Clique e assine a partir de 9,90/mês

Otan convida Montenegro para a aliança e irrita russos

Essa é a primeira expansão do bloco desde 2009. Governo de Putin, contrário à influência do grupo no Leste Europeu, ameaça adotar medidas retaliatórias

Por Da Redação - 2 dez 2015, 13h50

Os ministros das Relações Exteriores dos países membros da Organização do Tratado do Atlântico Norte (Otan) convidaram Montenegro para participar do bloco nesta quarta-feira. A expansão do grupo, a primeira desde 2009, foi recebida com críticas pela Rússia, que é contrária à ampliação do bloco liderado pelos Estados Unidos.

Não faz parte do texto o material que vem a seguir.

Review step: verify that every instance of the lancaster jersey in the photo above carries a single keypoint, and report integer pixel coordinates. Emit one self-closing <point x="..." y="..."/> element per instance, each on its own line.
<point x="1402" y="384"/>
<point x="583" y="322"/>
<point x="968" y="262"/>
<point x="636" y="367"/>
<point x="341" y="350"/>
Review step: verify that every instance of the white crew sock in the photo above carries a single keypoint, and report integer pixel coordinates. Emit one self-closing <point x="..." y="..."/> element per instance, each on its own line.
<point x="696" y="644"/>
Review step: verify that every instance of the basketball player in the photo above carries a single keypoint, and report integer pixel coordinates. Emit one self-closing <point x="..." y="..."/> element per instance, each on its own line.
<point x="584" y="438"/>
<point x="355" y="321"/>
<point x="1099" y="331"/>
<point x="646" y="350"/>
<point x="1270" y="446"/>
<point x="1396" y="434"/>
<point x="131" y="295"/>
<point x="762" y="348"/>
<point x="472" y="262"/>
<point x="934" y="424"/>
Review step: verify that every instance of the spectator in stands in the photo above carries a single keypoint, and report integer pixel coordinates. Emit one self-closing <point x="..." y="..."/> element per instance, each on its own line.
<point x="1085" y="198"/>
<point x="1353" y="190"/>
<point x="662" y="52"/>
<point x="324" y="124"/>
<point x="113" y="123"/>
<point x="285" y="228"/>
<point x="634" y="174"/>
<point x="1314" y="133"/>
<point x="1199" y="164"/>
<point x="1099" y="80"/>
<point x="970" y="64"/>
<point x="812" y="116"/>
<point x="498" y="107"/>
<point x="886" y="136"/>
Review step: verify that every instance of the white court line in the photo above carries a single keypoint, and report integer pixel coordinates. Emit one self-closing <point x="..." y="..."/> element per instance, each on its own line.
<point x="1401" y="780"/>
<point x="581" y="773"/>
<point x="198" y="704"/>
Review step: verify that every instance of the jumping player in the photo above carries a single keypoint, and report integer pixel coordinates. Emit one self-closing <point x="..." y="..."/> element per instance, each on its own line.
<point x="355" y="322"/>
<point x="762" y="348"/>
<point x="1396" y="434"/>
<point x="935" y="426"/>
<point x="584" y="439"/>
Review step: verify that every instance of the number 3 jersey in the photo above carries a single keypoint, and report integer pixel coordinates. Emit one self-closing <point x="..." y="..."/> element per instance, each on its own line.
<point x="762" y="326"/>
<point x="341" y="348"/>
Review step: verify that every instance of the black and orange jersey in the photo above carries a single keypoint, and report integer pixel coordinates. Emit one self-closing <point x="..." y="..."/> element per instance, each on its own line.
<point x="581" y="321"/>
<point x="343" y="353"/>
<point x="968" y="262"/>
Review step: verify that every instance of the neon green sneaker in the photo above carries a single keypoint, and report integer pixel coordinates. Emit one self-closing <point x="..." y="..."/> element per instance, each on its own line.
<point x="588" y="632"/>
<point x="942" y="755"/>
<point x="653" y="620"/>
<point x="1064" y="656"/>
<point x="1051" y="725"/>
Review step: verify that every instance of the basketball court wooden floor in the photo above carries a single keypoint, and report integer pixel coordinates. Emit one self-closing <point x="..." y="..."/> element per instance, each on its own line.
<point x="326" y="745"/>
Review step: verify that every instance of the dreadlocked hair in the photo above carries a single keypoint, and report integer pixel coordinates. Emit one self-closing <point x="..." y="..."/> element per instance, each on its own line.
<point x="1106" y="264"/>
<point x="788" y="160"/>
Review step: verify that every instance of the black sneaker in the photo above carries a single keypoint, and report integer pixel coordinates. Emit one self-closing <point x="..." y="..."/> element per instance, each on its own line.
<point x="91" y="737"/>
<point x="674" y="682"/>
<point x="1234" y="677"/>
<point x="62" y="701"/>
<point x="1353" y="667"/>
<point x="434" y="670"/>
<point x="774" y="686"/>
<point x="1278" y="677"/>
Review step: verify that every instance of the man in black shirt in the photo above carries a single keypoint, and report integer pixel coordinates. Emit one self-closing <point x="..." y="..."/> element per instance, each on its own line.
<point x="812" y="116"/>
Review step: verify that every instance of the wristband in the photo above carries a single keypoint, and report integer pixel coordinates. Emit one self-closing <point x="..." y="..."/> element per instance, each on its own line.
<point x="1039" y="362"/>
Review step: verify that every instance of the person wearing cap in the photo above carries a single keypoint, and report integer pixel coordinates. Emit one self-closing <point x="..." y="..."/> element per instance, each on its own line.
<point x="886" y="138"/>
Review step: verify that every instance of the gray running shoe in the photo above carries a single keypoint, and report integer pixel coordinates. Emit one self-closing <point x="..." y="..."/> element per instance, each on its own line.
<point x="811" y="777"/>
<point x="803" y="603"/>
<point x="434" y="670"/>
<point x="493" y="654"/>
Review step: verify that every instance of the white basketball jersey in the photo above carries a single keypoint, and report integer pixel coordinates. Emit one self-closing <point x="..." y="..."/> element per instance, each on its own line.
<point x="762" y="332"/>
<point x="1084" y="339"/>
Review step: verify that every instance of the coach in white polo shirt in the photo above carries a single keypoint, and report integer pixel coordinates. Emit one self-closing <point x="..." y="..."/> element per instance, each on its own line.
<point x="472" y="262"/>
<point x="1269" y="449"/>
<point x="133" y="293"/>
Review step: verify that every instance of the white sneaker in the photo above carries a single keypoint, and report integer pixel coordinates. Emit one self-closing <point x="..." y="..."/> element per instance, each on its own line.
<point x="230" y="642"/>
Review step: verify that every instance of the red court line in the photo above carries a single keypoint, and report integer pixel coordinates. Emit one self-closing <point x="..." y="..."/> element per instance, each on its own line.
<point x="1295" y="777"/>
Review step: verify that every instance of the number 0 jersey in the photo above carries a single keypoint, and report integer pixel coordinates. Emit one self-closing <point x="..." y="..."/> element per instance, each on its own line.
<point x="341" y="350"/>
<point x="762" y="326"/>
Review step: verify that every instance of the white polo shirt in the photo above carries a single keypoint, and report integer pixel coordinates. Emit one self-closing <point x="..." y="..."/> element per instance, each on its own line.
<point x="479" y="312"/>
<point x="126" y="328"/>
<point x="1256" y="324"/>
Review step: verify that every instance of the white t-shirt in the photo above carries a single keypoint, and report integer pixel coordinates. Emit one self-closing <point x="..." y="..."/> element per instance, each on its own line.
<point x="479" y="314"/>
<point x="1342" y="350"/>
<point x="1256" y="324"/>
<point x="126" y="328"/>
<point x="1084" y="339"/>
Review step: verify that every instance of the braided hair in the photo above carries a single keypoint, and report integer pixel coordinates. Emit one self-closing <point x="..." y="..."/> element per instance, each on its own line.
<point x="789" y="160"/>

O convite a Montenegro foi oficializado durante uma sessão da Otan em Bruxelas. O chefe da organização, Jens Stoltenberg, declarou que esse é “o início de uma bela aliança” e convidou o ministro das Relações Exteriores do país, Igor Luksic, a entrar na sala de conferências sob aplausos. O primeiro-ministro de Montenegro, Milo Djukanovic, afirmou que o convite da Otan ao país para integrar a aliança militar constitui “um dia histórico” e o fato “mais importante desde o referendo de 2006”, quando foi proclamada a independência da região.

Leia também:

Otan condena ações ‘preocupantes’ da Rússia na Síria ​

Para Otan, invasão do espaço aéreo turco foi intencional

Segundo diplomatas da Otan, a decisão de convidar o país de 650.000 habitantes envia a mensagem de que a Rússia não tem o poder de vetar a expansão do órgão, mesmo que a candidatura da Geórgia tenha sido complicada pelo conflito de 2008 com Moscou.

A Rússia se opõe a qualquer avanço da Otan para regiões ex-comunistas no Leste Europeu porque luta por influência sobre esses países. O ministro das Relações Exteriores russo, Sergei Lavrov, disse em setembro que qualquer expansão do bloco era “um erro, talvez uma provocação”. Nesta quarta-feira, o porta-voz do governo de Putin, Dmitry Peskov, afirmou que o convite a Montenegro no Leste Europeu vai levar a Rússia a adotar medidas retaliatórias.

A Otan cortou contatos formais com Moscou em abril do ano passado, quando o país anexou a península da Crimeia, da Ucrânia, e causou um conflito no leste ucraniano que deixou mais de 8.000 mortos.